La République Terrienne et les chevaux du lac Ladoga

Selon wikipedia, l'écrivain italien Curzio Malaparte, dans son roman Kaputt (1943), relate l'anecdote suivante, que l'on présume survenue en 1942, lors du siège de Léningrad :« Le troisième jour un énorme incendie se déclara dans la forêt de Raikkola. Hommes, chevaux et arbres emprisonnés dans le cercle de feu criaient d'une manière affreuse. (...)

Selon wikipedia, l'écrivain italien Curzio Malaparte, dans son roman Kaputt (1943), relate l'anecdote suivante, que l'on présume survenue en 1942, lors du siège de Léningrad :

« Le troisième jour un énorme incendie se déclara dans la forêt de Raikkola. Hommes, chevaux et arbres emprisonnés dans le cercle de feu criaient d'une manière affreuse. (...) Fous de terreur, les chevaux de l'artillerie soviétique - il y en avait près de mille - se lancèrent dans la fournaise et échappèrent aux flammes et aux mitrailleuses. Beaucoup périrent dans les flammes, mais la plupart parvinrent à atteindre la rive du lac et se jetèrent dans l'eau. (...)

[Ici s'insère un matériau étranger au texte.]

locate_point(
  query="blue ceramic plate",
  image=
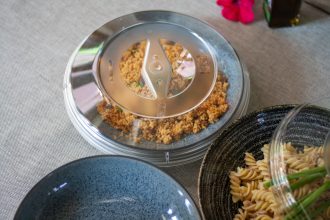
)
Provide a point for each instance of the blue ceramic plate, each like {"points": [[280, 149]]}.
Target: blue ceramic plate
{"points": [[107, 187]]}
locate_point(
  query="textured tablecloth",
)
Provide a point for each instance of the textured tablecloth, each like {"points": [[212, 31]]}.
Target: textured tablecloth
{"points": [[288, 65]]}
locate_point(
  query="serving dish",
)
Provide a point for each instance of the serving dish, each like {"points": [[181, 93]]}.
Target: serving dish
{"points": [[107, 187], [92, 79], [248, 134]]}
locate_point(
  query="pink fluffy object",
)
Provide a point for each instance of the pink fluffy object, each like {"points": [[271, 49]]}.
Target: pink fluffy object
{"points": [[237, 10]]}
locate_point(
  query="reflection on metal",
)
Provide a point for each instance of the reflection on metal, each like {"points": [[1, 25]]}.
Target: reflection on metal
{"points": [[83, 89]]}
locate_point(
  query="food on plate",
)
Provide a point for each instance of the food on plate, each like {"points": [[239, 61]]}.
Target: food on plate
{"points": [[252, 185], [171, 129]]}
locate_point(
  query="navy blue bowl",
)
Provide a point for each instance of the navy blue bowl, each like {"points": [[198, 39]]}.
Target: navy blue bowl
{"points": [[107, 187]]}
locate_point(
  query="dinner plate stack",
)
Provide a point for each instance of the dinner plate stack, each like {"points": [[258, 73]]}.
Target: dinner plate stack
{"points": [[155, 85]]}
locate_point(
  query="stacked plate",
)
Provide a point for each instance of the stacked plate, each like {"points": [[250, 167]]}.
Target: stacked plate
{"points": [[155, 85]]}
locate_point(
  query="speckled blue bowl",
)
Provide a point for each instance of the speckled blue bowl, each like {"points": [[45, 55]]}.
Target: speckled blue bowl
{"points": [[107, 187]]}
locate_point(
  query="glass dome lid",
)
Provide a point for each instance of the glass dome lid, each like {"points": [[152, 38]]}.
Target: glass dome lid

Le vent du Nord survint pendant la nuit (...) Le froid devint terrible. Soudainement, avec la sonorité particulière du verre se brisant, l'eau gela (...)Le jour suivant, lorsque les premières patrouilles, les cheveux roussis, atteignirent la rive, un spectacle horrible et surprenant se présenta à eux. Le lac ressemblait à une vaste surface de marbre blanc sur laquelle auraient été déposées les têtes de centaines de chevaux. »

Selon l'astrophysicien Hubert Reeves (l'heure de s'enivrer-1986) ce récit peut être tenu pour véridique. Il émet l'hypothèse que le gel quasi-instantané de l'eau du lac a été causé par un changement de phase rapide dû à l'état présumé de surfusion de l'eau au moment de la catastrophe.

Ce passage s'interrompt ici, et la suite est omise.